8 000 pesos pour un voyage aller-retour de San Cristóbal à La Havane : « Nous ne pouvons même pas sortir travailler »

La crise des transports à Cuba continue d'impacter la population. Le coût élevé des déplacements, associé à des salaires insuffisants et à l'effondrement du système d'État, limite la mobilité de milliers de Cubains et rend même difficile l'accès au travail.

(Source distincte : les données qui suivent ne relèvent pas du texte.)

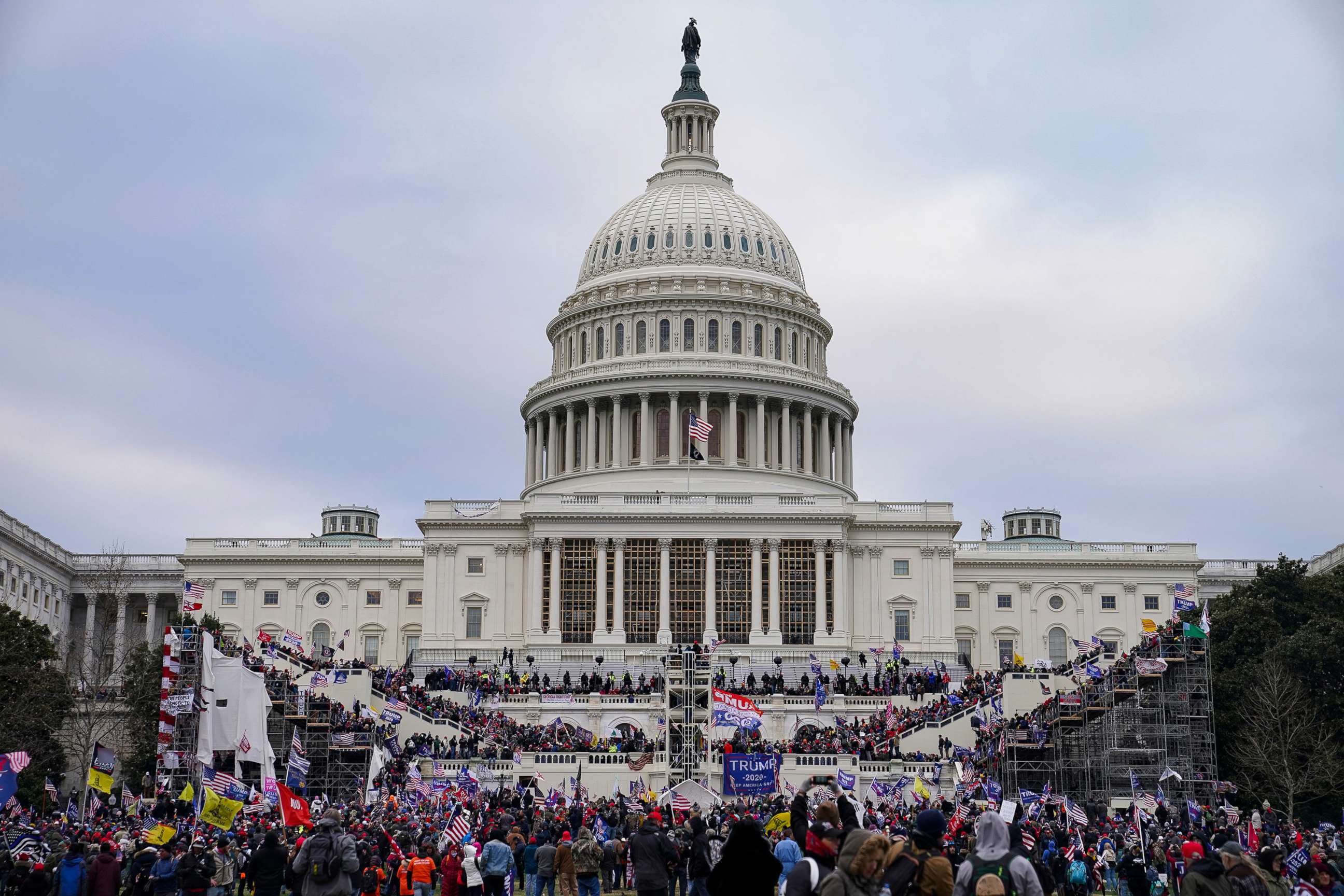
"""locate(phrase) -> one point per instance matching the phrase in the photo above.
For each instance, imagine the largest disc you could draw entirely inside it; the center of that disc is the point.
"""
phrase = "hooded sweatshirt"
(992, 845)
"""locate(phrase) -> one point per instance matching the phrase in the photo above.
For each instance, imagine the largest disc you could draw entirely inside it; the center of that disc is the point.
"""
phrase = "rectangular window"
(902, 632)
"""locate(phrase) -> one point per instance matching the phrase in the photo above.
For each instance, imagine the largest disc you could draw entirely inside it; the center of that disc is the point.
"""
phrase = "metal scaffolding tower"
(687, 688)
(1147, 723)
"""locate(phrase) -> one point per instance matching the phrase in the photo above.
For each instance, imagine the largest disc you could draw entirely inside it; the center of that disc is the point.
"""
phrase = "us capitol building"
(627, 534)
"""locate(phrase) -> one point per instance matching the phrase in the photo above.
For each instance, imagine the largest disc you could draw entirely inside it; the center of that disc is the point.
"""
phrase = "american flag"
(460, 825)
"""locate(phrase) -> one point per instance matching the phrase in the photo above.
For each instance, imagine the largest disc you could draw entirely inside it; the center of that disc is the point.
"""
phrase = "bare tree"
(1290, 753)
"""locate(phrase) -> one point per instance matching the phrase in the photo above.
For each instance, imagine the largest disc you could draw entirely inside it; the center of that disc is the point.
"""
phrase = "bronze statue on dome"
(691, 44)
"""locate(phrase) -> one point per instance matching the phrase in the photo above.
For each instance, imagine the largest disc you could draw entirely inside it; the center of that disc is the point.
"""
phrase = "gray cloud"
(262, 257)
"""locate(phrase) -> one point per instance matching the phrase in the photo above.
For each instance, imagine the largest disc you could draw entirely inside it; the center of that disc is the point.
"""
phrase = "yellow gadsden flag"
(100, 781)
(160, 835)
(219, 810)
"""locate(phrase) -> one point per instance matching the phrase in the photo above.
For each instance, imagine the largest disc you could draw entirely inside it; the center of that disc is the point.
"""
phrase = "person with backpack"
(588, 864)
(993, 858)
(327, 860)
(918, 867)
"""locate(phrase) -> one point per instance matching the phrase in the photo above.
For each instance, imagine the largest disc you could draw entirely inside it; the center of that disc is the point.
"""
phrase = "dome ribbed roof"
(695, 202)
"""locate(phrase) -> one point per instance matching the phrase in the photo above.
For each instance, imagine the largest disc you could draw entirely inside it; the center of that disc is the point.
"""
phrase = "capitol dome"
(690, 217)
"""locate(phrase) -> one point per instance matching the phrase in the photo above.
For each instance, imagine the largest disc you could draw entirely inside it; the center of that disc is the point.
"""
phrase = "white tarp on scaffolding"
(235, 710)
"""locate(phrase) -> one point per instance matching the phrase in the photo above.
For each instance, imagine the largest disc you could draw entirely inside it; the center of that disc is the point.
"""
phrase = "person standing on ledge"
(691, 44)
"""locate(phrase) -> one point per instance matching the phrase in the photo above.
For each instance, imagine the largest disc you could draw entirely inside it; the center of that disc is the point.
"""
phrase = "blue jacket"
(71, 876)
(788, 853)
(496, 859)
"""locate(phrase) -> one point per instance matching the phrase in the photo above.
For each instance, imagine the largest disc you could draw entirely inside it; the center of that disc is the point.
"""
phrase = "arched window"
(1058, 641)
(660, 442)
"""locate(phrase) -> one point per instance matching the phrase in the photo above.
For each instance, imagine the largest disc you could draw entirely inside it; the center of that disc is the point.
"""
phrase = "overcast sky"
(262, 257)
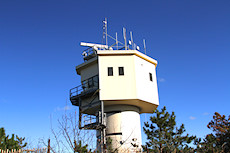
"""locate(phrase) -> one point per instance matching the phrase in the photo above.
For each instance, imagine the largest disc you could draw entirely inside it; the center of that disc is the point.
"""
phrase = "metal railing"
(88, 52)
(85, 86)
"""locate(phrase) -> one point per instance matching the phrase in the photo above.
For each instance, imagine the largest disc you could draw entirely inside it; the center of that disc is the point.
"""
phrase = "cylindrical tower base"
(123, 129)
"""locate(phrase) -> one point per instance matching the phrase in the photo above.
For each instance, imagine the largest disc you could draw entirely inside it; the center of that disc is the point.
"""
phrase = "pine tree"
(163, 136)
(10, 143)
(219, 140)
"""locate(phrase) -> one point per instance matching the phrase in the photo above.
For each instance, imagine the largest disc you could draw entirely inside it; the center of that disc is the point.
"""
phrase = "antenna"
(131, 36)
(124, 34)
(116, 41)
(105, 31)
(144, 45)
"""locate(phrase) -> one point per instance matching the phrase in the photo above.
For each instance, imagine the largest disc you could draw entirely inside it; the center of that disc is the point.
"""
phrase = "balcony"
(88, 54)
(86, 89)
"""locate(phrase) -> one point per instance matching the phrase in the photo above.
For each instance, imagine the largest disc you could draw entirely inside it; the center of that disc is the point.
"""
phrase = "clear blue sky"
(39, 49)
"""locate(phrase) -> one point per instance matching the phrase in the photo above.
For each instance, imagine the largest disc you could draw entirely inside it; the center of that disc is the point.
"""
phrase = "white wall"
(146, 90)
(117, 87)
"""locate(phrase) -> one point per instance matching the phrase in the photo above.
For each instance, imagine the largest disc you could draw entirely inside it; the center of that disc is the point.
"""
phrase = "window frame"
(110, 71)
(121, 71)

Cubana sur les prix élevés du transport à CubaPhoto © Facebook / Dayamy Trujillo

Une Cubaine identifiée comme Dayamy Trujillo a raconté dans une vidéo qu'un voyage aller-retour entre San Cristóbal et La Havane avait coûté 8 000 pesos cubains : 4 000 pesos à l'aller et 4 000 pesos au retour en guagua, une somme qui dépasse de loin le salaire mensuel de nombreux travailleurs sur l'île.

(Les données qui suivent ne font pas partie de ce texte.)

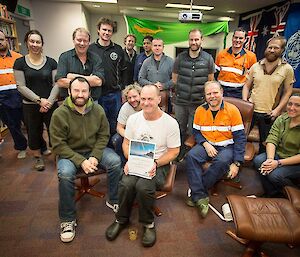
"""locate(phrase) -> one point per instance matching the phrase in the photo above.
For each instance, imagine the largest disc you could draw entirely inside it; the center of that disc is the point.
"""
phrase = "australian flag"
(278, 19)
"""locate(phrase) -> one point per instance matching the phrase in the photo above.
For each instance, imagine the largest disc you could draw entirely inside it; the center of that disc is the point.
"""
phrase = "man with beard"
(270, 82)
(80, 62)
(131, 106)
(191, 70)
(219, 132)
(233, 64)
(129, 60)
(79, 134)
(10, 99)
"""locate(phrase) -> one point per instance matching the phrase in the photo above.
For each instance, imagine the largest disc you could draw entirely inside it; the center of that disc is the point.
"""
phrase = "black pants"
(143, 190)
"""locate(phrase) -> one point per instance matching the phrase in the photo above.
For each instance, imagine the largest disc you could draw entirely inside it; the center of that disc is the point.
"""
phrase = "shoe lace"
(67, 226)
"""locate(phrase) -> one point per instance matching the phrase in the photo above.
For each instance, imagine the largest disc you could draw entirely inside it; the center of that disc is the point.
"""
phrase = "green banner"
(172, 32)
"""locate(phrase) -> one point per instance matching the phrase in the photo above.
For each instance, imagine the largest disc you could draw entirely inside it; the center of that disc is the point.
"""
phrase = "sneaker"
(113, 206)
(202, 205)
(67, 231)
(21, 154)
(47, 152)
(39, 164)
(189, 202)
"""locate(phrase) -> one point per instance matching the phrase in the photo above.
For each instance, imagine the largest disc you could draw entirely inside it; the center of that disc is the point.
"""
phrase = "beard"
(79, 103)
(272, 57)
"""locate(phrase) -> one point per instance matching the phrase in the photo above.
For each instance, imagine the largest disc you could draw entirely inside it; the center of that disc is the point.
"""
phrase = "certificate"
(141, 158)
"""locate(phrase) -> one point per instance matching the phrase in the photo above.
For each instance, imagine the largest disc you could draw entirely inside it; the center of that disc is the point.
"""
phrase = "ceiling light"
(194, 7)
(103, 1)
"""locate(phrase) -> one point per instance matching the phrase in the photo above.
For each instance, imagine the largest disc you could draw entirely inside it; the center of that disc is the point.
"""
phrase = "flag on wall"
(263, 24)
(292, 33)
(171, 32)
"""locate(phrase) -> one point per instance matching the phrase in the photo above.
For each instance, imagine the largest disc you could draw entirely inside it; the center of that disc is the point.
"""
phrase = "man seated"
(219, 132)
(155, 126)
(131, 106)
(79, 134)
(280, 165)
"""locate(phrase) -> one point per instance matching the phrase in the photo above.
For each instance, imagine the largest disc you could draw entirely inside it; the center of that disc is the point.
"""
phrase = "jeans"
(201, 181)
(111, 104)
(66, 177)
(274, 182)
(143, 191)
(185, 118)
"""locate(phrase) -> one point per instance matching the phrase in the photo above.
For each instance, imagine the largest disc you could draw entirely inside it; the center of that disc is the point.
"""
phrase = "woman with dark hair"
(35, 74)
(280, 165)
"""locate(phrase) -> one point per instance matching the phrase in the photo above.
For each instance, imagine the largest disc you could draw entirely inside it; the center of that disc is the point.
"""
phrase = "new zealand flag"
(263, 24)
(292, 33)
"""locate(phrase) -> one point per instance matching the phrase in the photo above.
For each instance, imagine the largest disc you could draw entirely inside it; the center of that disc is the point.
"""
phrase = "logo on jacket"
(113, 56)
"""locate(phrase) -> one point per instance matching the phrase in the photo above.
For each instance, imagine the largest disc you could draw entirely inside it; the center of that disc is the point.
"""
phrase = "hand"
(159, 85)
(268, 166)
(126, 168)
(211, 151)
(274, 114)
(93, 161)
(152, 172)
(233, 171)
(88, 167)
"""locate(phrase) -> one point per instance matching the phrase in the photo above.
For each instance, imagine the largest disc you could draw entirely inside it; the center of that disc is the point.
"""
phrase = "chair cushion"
(265, 219)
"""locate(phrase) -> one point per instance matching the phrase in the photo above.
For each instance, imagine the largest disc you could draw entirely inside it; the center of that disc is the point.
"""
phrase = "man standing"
(10, 99)
(112, 56)
(233, 64)
(191, 70)
(79, 134)
(131, 106)
(129, 60)
(142, 56)
(271, 83)
(157, 70)
(157, 127)
(80, 62)
(219, 132)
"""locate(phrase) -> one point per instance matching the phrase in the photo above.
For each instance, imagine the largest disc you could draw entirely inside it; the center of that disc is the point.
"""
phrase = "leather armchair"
(259, 220)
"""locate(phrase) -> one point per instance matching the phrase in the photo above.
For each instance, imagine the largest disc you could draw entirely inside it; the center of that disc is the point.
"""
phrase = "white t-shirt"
(164, 132)
(125, 111)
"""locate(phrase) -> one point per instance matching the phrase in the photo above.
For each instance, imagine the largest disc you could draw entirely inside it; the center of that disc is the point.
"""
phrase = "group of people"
(91, 127)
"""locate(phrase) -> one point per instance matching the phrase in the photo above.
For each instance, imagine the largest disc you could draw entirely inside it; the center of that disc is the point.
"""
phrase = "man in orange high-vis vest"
(219, 132)
(233, 64)
(10, 99)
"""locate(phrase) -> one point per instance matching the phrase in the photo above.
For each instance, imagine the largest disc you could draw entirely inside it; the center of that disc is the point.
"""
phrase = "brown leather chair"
(167, 188)
(259, 220)
(86, 186)
(246, 109)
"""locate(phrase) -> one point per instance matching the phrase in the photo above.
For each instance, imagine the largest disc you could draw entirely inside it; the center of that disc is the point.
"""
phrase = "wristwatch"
(238, 164)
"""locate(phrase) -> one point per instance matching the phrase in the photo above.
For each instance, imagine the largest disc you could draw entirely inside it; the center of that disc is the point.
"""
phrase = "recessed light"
(194, 7)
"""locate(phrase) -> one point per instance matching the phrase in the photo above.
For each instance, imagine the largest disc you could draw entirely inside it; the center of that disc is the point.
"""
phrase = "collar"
(8, 54)
(68, 102)
(206, 106)
(241, 53)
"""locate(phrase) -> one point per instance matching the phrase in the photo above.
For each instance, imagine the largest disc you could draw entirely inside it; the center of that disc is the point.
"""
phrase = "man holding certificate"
(153, 138)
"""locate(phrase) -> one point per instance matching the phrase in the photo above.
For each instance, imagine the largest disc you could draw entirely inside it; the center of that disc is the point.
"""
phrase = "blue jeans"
(111, 104)
(274, 182)
(66, 177)
(199, 181)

La auteure, qui a enregistré la vidéo en plein air avec une veste en camouflage et des lunettes de soleil, a confirmé dans les commentaires que le point de départ est San Cristóbal, une municipalité de la province d'Artemisa située à environ 80 kilomètres au sud-ouest de La Havane, et non Pinar del Río comme certains abonnés le supposaient.

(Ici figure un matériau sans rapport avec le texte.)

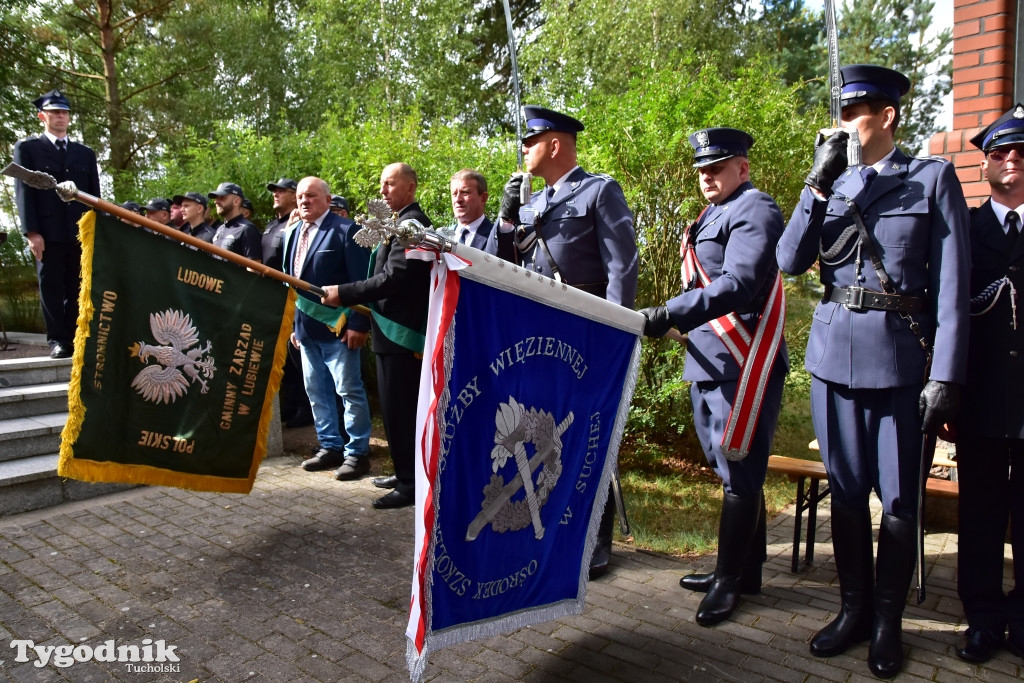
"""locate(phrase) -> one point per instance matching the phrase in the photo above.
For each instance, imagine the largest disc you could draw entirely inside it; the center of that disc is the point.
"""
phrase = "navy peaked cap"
(284, 183)
(715, 144)
(863, 83)
(1008, 129)
(225, 188)
(158, 204)
(54, 99)
(192, 197)
(541, 120)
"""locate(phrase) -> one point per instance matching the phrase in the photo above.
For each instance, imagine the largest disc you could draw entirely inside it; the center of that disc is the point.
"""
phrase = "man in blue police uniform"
(578, 230)
(159, 210)
(320, 249)
(894, 259)
(732, 308)
(273, 233)
(50, 224)
(989, 429)
(237, 233)
(194, 212)
(397, 290)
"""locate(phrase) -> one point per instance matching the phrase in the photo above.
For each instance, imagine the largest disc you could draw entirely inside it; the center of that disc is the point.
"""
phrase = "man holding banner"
(887, 348)
(733, 308)
(396, 290)
(320, 249)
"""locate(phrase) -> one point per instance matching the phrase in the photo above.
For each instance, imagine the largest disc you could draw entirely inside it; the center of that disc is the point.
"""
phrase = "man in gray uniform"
(887, 349)
(733, 309)
(578, 230)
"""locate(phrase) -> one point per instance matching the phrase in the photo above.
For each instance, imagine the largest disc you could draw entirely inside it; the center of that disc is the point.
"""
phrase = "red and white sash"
(756, 356)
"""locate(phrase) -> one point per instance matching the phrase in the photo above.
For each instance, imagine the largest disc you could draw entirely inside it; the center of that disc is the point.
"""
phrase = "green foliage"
(18, 299)
(894, 33)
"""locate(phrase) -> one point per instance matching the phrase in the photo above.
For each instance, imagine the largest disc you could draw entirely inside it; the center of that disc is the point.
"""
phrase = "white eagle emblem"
(166, 382)
(377, 226)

«4 000 pesos pour un bus jusqu'à La Havane et 4 000 pour le retour, soit 8 000 pesos juste pour le transport, c'est-à-dire qu'un salaire moyen ici est de 3 400 par mois, ah et cela, c'est en faisant de l'auto-stop, une voiture directe, c'est fou, c'est un prix exorbitant, mon Dieu, nous ne pouvons même pas sortir pour travailler», a déclaré Trujillo dans la vidéo.

Le prix contraste avec les tarifs du service expérimental que la Empresa Provincial de Transporte de Artemisa a lancé le 31 mai avec la participation du secteur privé : 540 pesos depuis San Cristóbal jusqu'à La Havane et 700 pesos depuis la tête de province.

Cette différence abysmale indique que les 4 000 pesos que paie Trujillo correspondent au transport privé informel, le seul qui fonctionne régulièrement face à l'effondrement du système étatique.

Le transport de passagers d'État à Cuba a chuté de 93% entre janvier et septembre 2025, et en janvier 2026, le gouvernement lui-même a reconnu qu'il n'atteignait que 42 % des objectifs prévus.

La situation s'aggravera encore davantage : le Ministère des Transports a annoncé une réduction drastique des fréquences des autobus, trains et ferries à partir du 18 juin 2026, au milieu d'une crise de carburant qui a paralysé des itinéraires dans plusieurs provinces.

Les commentaires sur la vidéo révèlent que 8 000 pesos est même un prix « bon marché » comparé à d'autres routes du pays.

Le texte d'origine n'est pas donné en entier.